GB1566690A - Timepiece having an alkaline battery - Google Patents

Description

(54) TIMEPIECE HAVING AN ALKALINE BATTERY (71) We, KABUSHIKI KAISHA SUWA SEIKOSHA, a Japanese Body Corporate of 3-4, Scheme, Ginza, Chuo-ku, Tokyo, Japan, do hereby declare the invention, for which we pray that a patent may be granted to us, and the method by which it is to be performed, to be particularly described in and by the following statement:- This invention relates to a timepiece having an alkaline battery.

Attempts have been made to deal with the leakage of electrolyte from an alkaline battery, but these attempts have not yet been com pletely successful. Although progress is being made in miniaturising electrical apparatus using such a battery, miniaturisation is made difficult by the need to provide a suitable compartment for the battery. Moreover, in many cases the battery has been in direct contact with electrical circuits of the apparatus, so that if electrolyte escapes from the battery, there will not only be damage to the battery itself but also to the apparatus, e.g. a timepiece, as a whole.
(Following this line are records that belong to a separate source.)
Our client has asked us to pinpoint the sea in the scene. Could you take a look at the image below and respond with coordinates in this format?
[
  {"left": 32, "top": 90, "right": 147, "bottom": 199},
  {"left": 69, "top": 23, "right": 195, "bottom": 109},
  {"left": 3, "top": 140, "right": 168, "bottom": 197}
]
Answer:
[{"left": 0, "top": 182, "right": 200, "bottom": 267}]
Such electrolyte leakages have occurred from both electrochemical and nonelectrochemical factors. Non-electrochemical factors have included the leakage of electro lyte due to an incompletely closed electrolytic cell, cracks in the battery separator, and other physical factors, and such factors have affected both electrodes of the battery. How ever, considerable progress has been made in dealing with such non-electrochemical factors so that these no longer constitute a major problem.

The electrochemical factors, however, remain a serious problem. Thus electrolyte leakage occurs as a result of the fact that the electrolyte creeps up an anode conductive surface adjacent to a sealing member of the battery, while in a conventional battery, the oxygen surrounding the battery inevitably passes into the battery through the packing thereof. Such loss of electrolyte cannot be 'avoided at the present time since one cannot completely remove the gap between the anode cup member of the battery and the packing, although it is desirable to eliminate such a gap in order to prevent the infiltration of oxygen.
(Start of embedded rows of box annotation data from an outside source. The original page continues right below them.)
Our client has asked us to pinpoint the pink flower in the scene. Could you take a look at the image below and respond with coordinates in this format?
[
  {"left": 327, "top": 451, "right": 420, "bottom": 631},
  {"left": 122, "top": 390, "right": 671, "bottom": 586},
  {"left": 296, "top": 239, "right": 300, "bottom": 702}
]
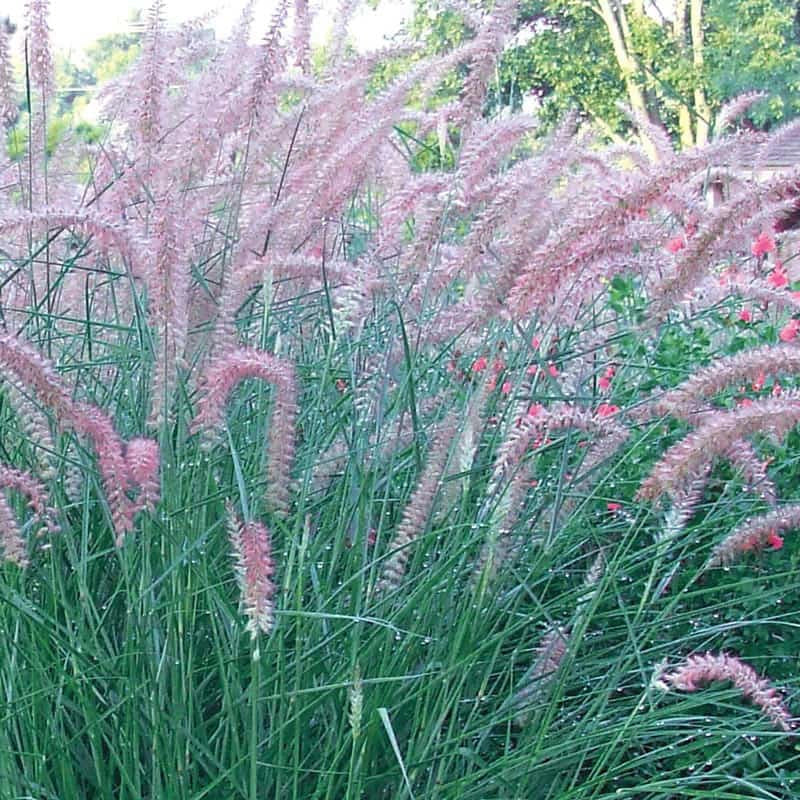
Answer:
[
  {"left": 226, "top": 501, "right": 275, "bottom": 639},
  {"left": 667, "top": 236, "right": 686, "bottom": 253},
  {"left": 750, "top": 233, "right": 775, "bottom": 258},
  {"left": 778, "top": 317, "right": 800, "bottom": 342},
  {"left": 597, "top": 365, "right": 616, "bottom": 392},
  {"left": 767, "top": 261, "right": 789, "bottom": 289}
]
Moreover, even if the gap could be completely removed, a surface of the cup-shaped member would be chemically attacked by reason of the presence there of both electrolyte and oxygen. It is therefore desirable to ensure that there is no oxygen in contact with the battery because, if oxygen can be eliminated, the rate of chemical attack will be extremely slow and the electrolyte leakage will be far superior to to that of a conventional battery.

According to the present invention, there is provided a timepiece having an alkaline battery disposed within an inert gas atmosphere which is sealed in the timepiece case.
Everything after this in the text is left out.